Ärzte fühlen sich in die Erwartungshaltung ihrer jeweiligen Patienten ein und verschreiben dann gelegentlich wider besseres Wissen ein Antibiotikum gegen akute Atemwegsinfekte, besonders nachmittags.

© Alexander Raths / fotolia.com

BOSTON. Die Versuchung, einem Patienten mit Husten oder schwerem Schnupfen wider besseren Wissens ein Antibiotikum zu verschreiben, ist in der Hausarztpraxis groß:

Die Patienten verlangen oft vehement danach, man selbst hat das Bedürfnis, zu handeln, oder spürt auch mal den Drang, eine ausgedehnte Visite zu beenden. Und nicht zuletzt ist da die Angst, man könnte eine Komplikation übersehen.

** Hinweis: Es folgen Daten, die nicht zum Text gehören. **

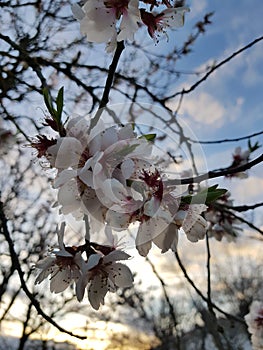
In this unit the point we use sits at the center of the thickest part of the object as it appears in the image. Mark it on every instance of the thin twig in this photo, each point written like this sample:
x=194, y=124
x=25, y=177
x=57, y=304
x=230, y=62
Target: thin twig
x=105, y=97
x=15, y=261
x=190, y=281
x=215, y=173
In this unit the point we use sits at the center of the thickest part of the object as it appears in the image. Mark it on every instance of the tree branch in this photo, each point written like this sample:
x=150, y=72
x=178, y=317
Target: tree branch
x=15, y=261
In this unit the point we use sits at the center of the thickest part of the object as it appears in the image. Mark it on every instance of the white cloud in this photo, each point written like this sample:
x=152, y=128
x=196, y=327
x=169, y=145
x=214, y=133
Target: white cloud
x=204, y=108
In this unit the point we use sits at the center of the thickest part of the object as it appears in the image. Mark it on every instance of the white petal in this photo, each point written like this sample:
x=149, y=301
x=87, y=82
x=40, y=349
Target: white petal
x=63, y=177
x=120, y=275
x=109, y=137
x=77, y=11
x=119, y=221
x=80, y=287
x=126, y=132
x=60, y=281
x=167, y=239
x=143, y=239
x=127, y=168
x=68, y=197
x=65, y=153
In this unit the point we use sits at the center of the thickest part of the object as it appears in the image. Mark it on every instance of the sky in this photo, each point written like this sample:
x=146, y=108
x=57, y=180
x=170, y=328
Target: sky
x=229, y=103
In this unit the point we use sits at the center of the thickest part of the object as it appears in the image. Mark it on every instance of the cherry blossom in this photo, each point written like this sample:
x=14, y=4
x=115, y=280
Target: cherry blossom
x=63, y=266
x=192, y=223
x=158, y=23
x=101, y=20
x=254, y=320
x=7, y=139
x=102, y=273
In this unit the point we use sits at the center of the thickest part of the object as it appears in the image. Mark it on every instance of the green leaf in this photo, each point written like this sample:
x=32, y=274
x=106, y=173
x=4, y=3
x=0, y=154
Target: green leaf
x=206, y=196
x=254, y=147
x=48, y=101
x=148, y=137
x=59, y=103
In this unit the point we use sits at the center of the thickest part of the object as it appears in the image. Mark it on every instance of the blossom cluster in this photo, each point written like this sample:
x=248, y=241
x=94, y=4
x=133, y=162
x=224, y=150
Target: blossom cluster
x=108, y=175
x=116, y=20
x=100, y=273
x=254, y=320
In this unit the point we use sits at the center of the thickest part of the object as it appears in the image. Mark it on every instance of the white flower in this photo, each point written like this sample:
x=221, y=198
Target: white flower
x=63, y=267
x=254, y=320
x=7, y=140
x=101, y=20
x=102, y=274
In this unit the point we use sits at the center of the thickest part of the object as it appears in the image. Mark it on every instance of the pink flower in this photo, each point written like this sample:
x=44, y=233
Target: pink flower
x=102, y=273
x=63, y=267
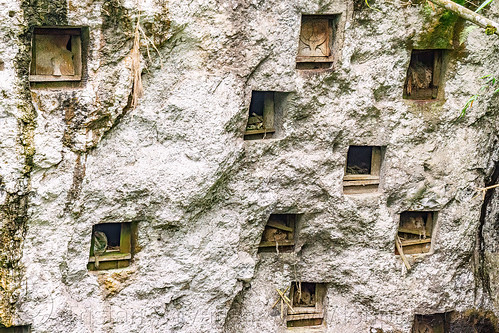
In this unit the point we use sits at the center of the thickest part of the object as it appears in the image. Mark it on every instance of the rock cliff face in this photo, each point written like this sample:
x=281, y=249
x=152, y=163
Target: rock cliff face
x=74, y=155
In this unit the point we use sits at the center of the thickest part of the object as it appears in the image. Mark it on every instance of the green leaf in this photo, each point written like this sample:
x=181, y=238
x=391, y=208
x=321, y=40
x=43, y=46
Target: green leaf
x=485, y=3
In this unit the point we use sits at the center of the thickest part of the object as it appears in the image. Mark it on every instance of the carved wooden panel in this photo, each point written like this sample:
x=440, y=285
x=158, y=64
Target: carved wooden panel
x=314, y=38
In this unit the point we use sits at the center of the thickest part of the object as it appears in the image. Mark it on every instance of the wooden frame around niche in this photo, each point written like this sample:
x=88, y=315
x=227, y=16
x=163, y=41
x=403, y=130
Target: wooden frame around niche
x=51, y=34
x=360, y=181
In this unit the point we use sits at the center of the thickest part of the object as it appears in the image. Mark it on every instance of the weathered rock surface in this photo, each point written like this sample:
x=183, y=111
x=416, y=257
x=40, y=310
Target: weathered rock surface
x=178, y=166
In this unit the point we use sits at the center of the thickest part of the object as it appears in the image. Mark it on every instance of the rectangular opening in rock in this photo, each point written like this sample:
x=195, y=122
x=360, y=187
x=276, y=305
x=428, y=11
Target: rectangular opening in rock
x=261, y=116
x=317, y=41
x=111, y=245
x=414, y=232
x=307, y=299
x=56, y=55
x=362, y=170
x=434, y=323
x=423, y=75
x=16, y=329
x=279, y=233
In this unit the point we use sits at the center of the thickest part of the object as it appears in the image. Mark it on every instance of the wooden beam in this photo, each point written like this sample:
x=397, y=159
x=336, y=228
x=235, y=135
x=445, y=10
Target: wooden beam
x=413, y=232
x=280, y=243
x=401, y=252
x=260, y=131
x=360, y=177
x=467, y=14
x=277, y=225
x=112, y=257
x=305, y=316
x=360, y=182
x=415, y=241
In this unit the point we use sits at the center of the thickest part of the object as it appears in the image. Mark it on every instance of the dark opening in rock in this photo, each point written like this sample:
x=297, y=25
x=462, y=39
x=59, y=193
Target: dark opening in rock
x=308, y=305
x=423, y=75
x=279, y=233
x=415, y=232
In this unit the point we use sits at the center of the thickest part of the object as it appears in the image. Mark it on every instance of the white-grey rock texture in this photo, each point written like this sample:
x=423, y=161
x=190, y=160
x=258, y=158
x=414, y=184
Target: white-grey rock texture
x=177, y=164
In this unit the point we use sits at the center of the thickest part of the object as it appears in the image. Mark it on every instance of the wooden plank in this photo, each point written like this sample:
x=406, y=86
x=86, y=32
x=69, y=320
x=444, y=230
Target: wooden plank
x=277, y=225
x=413, y=232
x=360, y=177
x=260, y=131
x=309, y=309
x=360, y=182
x=51, y=78
x=415, y=241
x=57, y=31
x=305, y=316
x=76, y=50
x=429, y=223
x=314, y=59
x=417, y=248
x=437, y=67
x=126, y=238
x=281, y=243
x=376, y=161
x=360, y=189
x=268, y=110
x=401, y=252
x=112, y=257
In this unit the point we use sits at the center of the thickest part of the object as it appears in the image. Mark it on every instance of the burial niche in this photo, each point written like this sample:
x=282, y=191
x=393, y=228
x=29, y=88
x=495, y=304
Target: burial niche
x=279, y=233
x=423, y=75
x=308, y=305
x=434, y=323
x=414, y=233
x=317, y=41
x=56, y=55
x=111, y=245
x=362, y=170
x=261, y=116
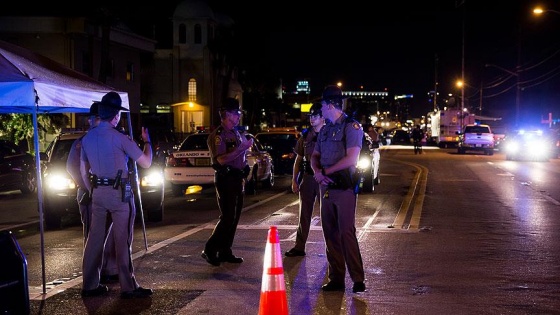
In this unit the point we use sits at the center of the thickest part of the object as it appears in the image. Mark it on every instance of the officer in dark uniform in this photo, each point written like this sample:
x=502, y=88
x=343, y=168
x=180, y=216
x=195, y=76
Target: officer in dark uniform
x=334, y=163
x=104, y=156
x=302, y=178
x=227, y=147
x=109, y=272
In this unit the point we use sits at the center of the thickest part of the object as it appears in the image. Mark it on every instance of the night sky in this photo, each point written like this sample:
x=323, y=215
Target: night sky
x=400, y=46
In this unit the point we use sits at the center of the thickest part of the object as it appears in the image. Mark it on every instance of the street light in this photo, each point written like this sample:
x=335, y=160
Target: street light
x=539, y=11
x=518, y=88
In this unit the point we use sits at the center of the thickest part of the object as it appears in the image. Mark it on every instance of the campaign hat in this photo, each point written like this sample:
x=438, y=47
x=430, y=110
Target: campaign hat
x=112, y=100
x=230, y=104
x=332, y=92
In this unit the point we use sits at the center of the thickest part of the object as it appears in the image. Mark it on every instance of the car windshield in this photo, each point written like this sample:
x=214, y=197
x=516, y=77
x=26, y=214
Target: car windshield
x=476, y=129
x=60, y=151
x=195, y=142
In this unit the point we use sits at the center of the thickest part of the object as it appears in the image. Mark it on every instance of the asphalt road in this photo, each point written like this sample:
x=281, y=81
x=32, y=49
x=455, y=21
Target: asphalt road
x=443, y=233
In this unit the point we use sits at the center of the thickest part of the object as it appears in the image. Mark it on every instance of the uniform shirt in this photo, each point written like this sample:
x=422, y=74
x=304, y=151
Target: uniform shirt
x=222, y=141
x=335, y=137
x=107, y=150
x=305, y=146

Wie ein Team von Wissenschaftlern aus Boston jetzt zeigen konnte, knicken offenbar viele Ärzte im Lauf des Tages unter diesem Druck ein. Dieses Phänomen bezeichnen die Wissenschaftler als "Entscheidungsmüdigkeit"- ein Begriff, den Psychologen im Zusammenhang mit Gerichtsentscheidungen geprägt haben (JAMA Internal Medicine, online 6. Oktober 2014).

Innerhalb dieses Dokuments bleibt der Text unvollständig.